Sufjan (pronounced Soof-yawn) Stevens’ Songs for Christmas, a 5 CD box set of traditional and original Christmas songs from one of our best contemporary troubadours of indie folk-pop, entreats us throughout to remember who it is we are singing about with time-honored carols like “Once in David’s Royal City” and manages at the same time to cut through the sentimentality of the season with the hilarious “Get Behind me Santa!”.
However, it’s Sufjan’s orchestration of the songs—that is at once so simple and at times even haunting—that makes this album what it is. It’s a Christmas album to be certain (and a fun one at that, with the ebullient “Come on, Let’s Boogy to the Elf Dance”) but it’s one that protests the warm and fuzzy harbour that Christmas has become in our time. The reason for this is that for Sufjan the singing of Christmas carols is not a harmless or innocuous business but a rather dangerous one.
Sufjan’s ability to get to the theological heart of what it is we ‘celebrate’ at this time of year is rare to find in the church, let alone in a musician. But Sufjan is unrelenting. In the liner notes to the album, Sufjan asks:
What did the angels renounce in the wake of the shepherd’s trepidation? ‘Have no fear,’ they petitioned with trumpet blasts and a garish display of constellations. But that’s like waving a gun in a bank lobby and demanding: ‘Everybody stay calm!’
What Sufjan gets is that Christmas is an apocalyptic event; it’s about the terrifying coming of God. Further along he confesses that “Christmas music poses a cosmological conundrum in requiring us to sing so sweetly and sentimentally about something so terrifying and tragic.” That’s Christmas; that’s the demand made of the church: sing about the coming of God, the coming of the One who will unsettle everything.
I’m reminded about Karl Barth’s observation about theological speech: “We ought to speak of God…. We are human, however, and so cannot speak of God. We ought therefore to recognize both our obligation and our inability and by that very recognition give God the glory.”

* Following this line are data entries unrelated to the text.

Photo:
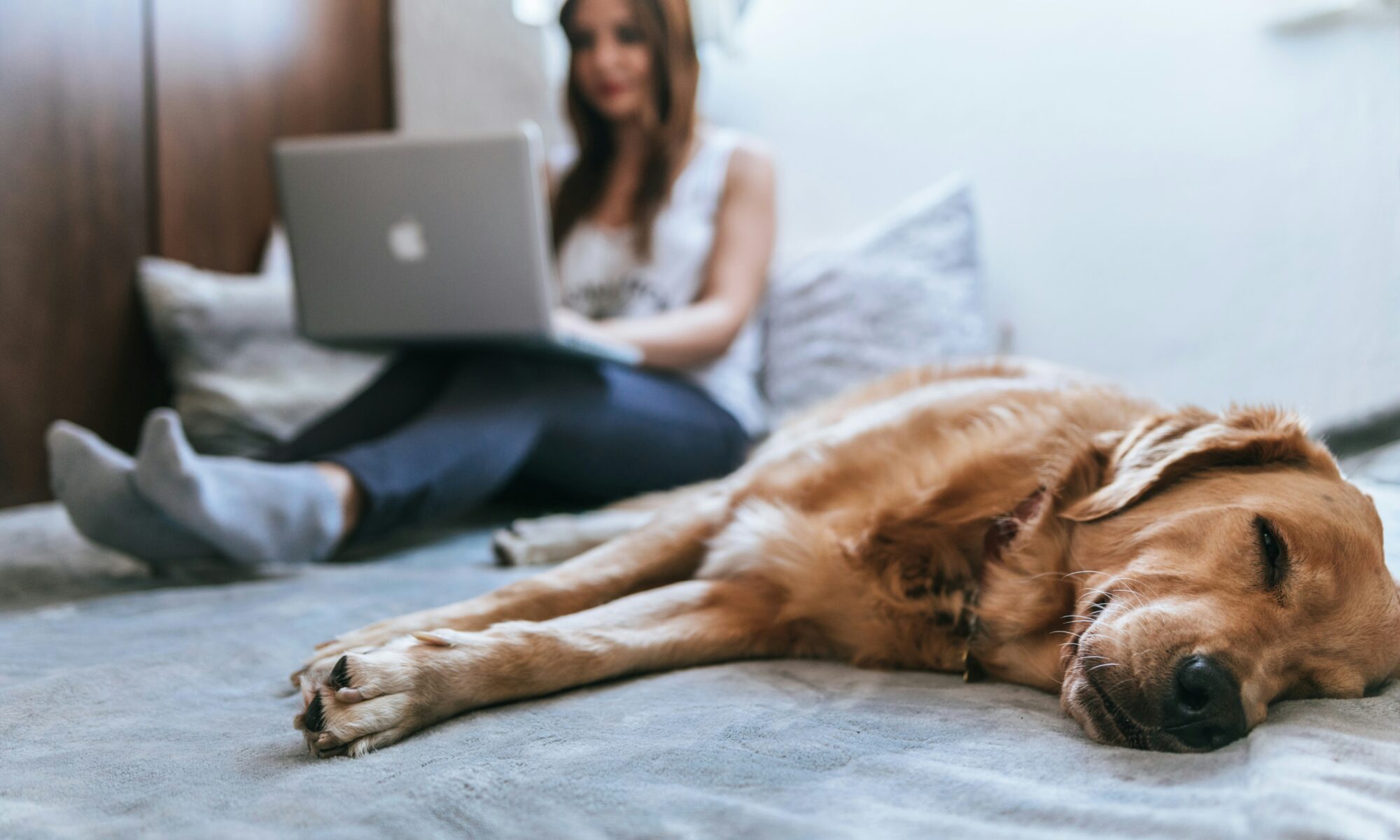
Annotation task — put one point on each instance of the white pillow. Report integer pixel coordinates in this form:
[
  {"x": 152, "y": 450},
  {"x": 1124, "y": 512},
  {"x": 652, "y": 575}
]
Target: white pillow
[
  {"x": 244, "y": 380},
  {"x": 905, "y": 292}
]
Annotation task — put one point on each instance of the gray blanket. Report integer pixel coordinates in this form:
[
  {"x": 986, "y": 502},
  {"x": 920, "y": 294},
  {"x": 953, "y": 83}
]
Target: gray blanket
[{"x": 166, "y": 712}]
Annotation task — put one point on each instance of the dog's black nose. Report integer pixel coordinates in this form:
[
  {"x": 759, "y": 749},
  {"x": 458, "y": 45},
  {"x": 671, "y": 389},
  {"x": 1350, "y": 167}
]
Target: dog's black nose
[{"x": 1203, "y": 706}]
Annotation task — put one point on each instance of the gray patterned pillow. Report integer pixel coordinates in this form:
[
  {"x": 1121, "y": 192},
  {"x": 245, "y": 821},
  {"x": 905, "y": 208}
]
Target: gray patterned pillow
[
  {"x": 243, "y": 376},
  {"x": 905, "y": 292}
]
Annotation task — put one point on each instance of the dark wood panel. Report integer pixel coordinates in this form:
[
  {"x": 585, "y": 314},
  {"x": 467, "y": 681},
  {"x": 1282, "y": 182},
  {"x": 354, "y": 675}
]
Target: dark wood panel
[
  {"x": 74, "y": 220},
  {"x": 233, "y": 76}
]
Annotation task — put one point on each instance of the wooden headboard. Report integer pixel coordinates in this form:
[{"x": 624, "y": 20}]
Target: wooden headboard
[{"x": 142, "y": 127}]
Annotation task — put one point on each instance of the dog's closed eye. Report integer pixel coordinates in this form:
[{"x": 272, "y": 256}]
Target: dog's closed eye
[{"x": 1273, "y": 554}]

This is the same obligation and inability that the prophet Isaiah faced in the presence of God: “I am lost, my lips are not clean, I cannot speak, but my eyes have seen the King!” And what happens? God touches his lips, and Isaiah answers the call of the King, “send me!” Singing Christmas carols is possible because God has touched our lips. Like Isaiah we have seen the glory of the King, we’ve been touched by God in Christ and we are obligated to sing about it, not with sentimentality but with urgency!
And so, this album is Sufjan’s way of recognizing both his obligation and his inability; his own attempt, while waving his gun around, to tell us to stay calm. So steady yourself in this season as you sing your carols and as you await the coming of God, and by all means STAY CALM!